Bendigo is brimming with beautiful architecture and treasured buildings. Here are just a few through the eyes of people who live and work in the historic city.
Di Selwood – Bendigo Property Plus: Sacred Heart Cathedral. I pass this a lot on my travels and it never ceases to grab my attention. The historical significance of the Cathedral cannot be dismissed but it is the aesthetics that I find pleasing - it is a magnificent sight and just a beautiful building. Lit up at night, it takes on a mystical quality that reminds me of childhood and fairytales.
Sue Opie – Luke Goggin Real Estate: The Shamrock Hotel stands majestically like a grand old lady in the centre of town, overlooking all that goes on in Bendigo. From its early days during the gold rush it has been witness to the evolution of Bendigo. Architecturally, it represents the grand old era which was the birth of Bendigo and wouldn’t you want to know what secrets it has in its walls?

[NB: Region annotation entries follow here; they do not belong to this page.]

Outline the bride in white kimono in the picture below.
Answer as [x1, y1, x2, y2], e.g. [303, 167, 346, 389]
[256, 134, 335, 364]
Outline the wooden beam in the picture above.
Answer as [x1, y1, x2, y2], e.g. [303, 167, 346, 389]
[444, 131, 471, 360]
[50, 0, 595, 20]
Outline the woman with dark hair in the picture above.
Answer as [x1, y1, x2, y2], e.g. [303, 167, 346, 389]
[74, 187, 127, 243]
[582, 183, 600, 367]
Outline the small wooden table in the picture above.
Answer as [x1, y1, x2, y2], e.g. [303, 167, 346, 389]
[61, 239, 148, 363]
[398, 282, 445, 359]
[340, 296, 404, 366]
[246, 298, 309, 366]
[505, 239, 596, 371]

Greg Fathers - Priority1 Property: The refurbishment of the Beehive Building and the Mining Exchange is an exciting project. It features a wonderful story of the gold rush days, while being rebuilt as a business and retail centre suitable to be fitted out with modern electrical systems and décor. The conversion of some inner city shops to top floor accommodation is a trend following on from the Melbourne property scene.
Kathryn Mackenzie - Bendigo Tourism: The historic post office, now the Visitor Information Centre is a grand stately building, built in 1887 when the State Government recognised Bendigo as a major Victorian city. The building has a grand street frontage facing Pall Mall with a wonderful staircase, tall tower and clock that chimes quarters and hours. Inside are the ornately decorated ceilings, the intricately carved post office counters, the underground rooms and the large columns of granite and worn staircases tell a story of a different time and place.
Finn Vedelsby – Rocks on Rosalind: There are the obvious ones, like the Cathedral, Shamrock Hotel, Anne Caudle Centre and Fortuna Villa. I love the magnificent foundations and buildings around Viewpoint and up View Street that match and blend in with today’s busy lifestyle, which only become obvious when you take time to sit and look up.
Fiona Rooke – Robe: Chancery House was one of the very first buildings built in our beautiful city. In the 10 years I’ve worked downstairs in Robe, I’ve enjoyed listening to the tales of passersby, eavesdropping on both personal memories and historical content.
It once housed nurses being trained during the war, was an office to Sir John Quick, a signatory to the Australian Constitution, a florist and prior to Robe, a hairdressing salon.